Art Department: Concentration in 3D Design
Explore the course offerings for 3D Design below:
3D Design I: Design and Composition
This course is an introduction to the fundamental concepts and principles of three-dimensional design and the built environment. Through a series of hands-on projects, we will introduce basic tools and materials that are commonly used by designers to create prototypes such as cardboard, wood, clay foam, and plaster. Working independently and collaboratively, students will take an inquiry-based approach to explore the formal elements and essential functions of 3D design through unique design challenges that reflect on form in space. Iteration and experimentation are core themes in this course, and students will learn how to work from concept, to sketch, to three-dimensional objects. Throughout the semester we will engage in the critical analysis of historical and contemporary design objects and develop a practical and conceptual understanding of 3D design practice. The course is supported by lectures, readings, films, field trips, group discussions, and critiques, where students will learn to articulate essential information about their work and engage with constructive feedback.

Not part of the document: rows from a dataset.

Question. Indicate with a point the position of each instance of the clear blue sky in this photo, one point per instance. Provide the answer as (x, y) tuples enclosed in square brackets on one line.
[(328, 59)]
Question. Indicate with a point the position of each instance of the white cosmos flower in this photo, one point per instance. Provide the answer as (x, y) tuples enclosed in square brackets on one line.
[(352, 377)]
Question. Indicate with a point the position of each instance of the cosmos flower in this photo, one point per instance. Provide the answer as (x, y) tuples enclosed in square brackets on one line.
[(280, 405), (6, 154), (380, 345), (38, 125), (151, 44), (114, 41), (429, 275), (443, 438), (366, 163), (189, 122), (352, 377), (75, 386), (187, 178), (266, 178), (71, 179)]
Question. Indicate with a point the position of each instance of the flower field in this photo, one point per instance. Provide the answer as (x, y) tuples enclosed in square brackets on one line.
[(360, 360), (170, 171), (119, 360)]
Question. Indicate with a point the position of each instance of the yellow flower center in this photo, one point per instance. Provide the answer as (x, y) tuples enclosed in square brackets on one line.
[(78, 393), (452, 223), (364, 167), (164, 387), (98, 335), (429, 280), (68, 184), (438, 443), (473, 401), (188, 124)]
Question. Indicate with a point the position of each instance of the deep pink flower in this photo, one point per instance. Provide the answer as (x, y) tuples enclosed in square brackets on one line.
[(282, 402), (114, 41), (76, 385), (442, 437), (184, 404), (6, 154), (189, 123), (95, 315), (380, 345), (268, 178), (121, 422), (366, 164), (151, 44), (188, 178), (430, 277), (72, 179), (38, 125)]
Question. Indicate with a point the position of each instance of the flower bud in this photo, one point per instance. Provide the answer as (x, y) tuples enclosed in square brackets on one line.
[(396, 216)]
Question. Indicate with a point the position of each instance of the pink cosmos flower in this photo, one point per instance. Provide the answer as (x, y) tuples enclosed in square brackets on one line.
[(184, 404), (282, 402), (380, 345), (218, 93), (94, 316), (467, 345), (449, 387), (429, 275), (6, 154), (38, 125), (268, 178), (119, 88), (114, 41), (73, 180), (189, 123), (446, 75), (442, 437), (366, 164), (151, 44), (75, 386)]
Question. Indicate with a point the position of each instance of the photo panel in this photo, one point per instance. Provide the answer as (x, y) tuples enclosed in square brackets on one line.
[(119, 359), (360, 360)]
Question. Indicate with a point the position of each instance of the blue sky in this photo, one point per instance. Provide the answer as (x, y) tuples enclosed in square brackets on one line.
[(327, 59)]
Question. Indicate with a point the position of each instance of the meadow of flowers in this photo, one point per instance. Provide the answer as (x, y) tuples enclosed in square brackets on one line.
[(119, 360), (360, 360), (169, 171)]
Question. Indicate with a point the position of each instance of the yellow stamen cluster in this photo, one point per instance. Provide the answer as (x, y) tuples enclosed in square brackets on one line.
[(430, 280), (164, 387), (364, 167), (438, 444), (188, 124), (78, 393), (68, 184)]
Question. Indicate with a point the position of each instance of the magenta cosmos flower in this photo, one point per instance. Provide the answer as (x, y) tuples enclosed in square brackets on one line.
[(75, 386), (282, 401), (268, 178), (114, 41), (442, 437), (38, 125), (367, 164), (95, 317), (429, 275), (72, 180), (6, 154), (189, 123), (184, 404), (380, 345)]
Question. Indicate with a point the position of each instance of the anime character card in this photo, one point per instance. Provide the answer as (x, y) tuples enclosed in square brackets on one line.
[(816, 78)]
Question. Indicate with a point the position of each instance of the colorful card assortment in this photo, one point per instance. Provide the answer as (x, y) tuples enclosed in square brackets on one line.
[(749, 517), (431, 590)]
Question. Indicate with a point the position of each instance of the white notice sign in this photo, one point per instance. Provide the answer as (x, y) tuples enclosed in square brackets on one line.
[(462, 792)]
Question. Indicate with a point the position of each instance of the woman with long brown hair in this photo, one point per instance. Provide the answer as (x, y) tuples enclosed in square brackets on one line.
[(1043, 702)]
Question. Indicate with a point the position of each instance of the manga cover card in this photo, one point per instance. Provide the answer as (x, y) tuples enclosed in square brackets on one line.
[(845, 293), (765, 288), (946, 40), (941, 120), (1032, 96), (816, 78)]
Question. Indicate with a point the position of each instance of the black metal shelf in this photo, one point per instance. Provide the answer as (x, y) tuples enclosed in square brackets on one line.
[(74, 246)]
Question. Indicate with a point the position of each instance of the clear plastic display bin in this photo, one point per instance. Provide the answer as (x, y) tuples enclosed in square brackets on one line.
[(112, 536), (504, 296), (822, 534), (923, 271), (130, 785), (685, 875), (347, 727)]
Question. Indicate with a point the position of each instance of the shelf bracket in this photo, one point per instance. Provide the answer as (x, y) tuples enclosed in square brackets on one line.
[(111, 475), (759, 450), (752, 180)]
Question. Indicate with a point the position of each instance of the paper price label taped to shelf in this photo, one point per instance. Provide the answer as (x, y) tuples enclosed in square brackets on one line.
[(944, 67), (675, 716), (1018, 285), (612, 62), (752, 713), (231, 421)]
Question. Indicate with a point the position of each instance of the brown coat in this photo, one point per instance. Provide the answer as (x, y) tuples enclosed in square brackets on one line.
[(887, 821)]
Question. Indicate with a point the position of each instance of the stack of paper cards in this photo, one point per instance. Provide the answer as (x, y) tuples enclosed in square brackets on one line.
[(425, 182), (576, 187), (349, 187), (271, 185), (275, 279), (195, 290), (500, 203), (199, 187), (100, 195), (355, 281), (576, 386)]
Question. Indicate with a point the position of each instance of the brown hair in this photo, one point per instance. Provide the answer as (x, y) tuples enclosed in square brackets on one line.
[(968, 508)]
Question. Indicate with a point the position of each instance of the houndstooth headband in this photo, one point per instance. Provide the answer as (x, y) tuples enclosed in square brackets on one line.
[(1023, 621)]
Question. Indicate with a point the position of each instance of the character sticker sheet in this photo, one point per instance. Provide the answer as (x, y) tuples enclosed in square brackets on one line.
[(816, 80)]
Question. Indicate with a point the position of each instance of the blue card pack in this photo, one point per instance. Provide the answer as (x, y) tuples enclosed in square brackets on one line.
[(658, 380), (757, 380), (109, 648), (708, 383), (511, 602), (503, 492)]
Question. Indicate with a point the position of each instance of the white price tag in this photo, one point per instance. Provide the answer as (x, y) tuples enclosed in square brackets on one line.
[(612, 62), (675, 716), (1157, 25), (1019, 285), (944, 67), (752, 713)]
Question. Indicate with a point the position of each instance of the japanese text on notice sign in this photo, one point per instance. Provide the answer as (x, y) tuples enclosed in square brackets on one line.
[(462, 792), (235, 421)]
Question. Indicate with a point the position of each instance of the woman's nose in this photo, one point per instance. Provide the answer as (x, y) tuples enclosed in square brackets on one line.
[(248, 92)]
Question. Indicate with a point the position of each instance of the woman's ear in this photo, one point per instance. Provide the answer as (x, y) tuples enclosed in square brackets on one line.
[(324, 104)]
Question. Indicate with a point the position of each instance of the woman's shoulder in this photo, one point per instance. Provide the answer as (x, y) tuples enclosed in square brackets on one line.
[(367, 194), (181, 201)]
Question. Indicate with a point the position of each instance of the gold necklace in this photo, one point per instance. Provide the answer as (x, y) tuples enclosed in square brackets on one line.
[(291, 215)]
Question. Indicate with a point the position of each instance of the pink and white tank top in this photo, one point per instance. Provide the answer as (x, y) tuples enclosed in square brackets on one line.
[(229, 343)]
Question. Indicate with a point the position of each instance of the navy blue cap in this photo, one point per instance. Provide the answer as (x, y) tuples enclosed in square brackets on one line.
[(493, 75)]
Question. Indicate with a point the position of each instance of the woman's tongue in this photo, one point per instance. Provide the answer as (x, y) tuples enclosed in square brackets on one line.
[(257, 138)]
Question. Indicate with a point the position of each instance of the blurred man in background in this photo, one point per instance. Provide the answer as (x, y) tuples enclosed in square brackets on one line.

3D Design II: Process and Iteration
3D Design II is focused on expanding skills and techniques within three-dimensional design practice. This course puts an emphasis on working between analog and digital processes as a method for ideation and design development. Basic model-making techniques will serve as a foundation for students to utilize the digital tools in the MakerSpace, including 3D modeling with Rhino, 3D scanning, 3D printing, and laser cutting. The course will explore how handmade models can be scanned, manipulated, and reproduced as a tool for working with various three-dimensional design problems. We will consider real-world scenarios through a sustained investigation of form and function, and students will explore the creation of prototypes that can lead to results in additive manufacturing, casting, flat-packed designs, and more. This course balances theory and practice and is supported by lectures, readings, class discussions, and field trips that engage with contemporary issues faced by designers, such as ethics, sustainability, and technology.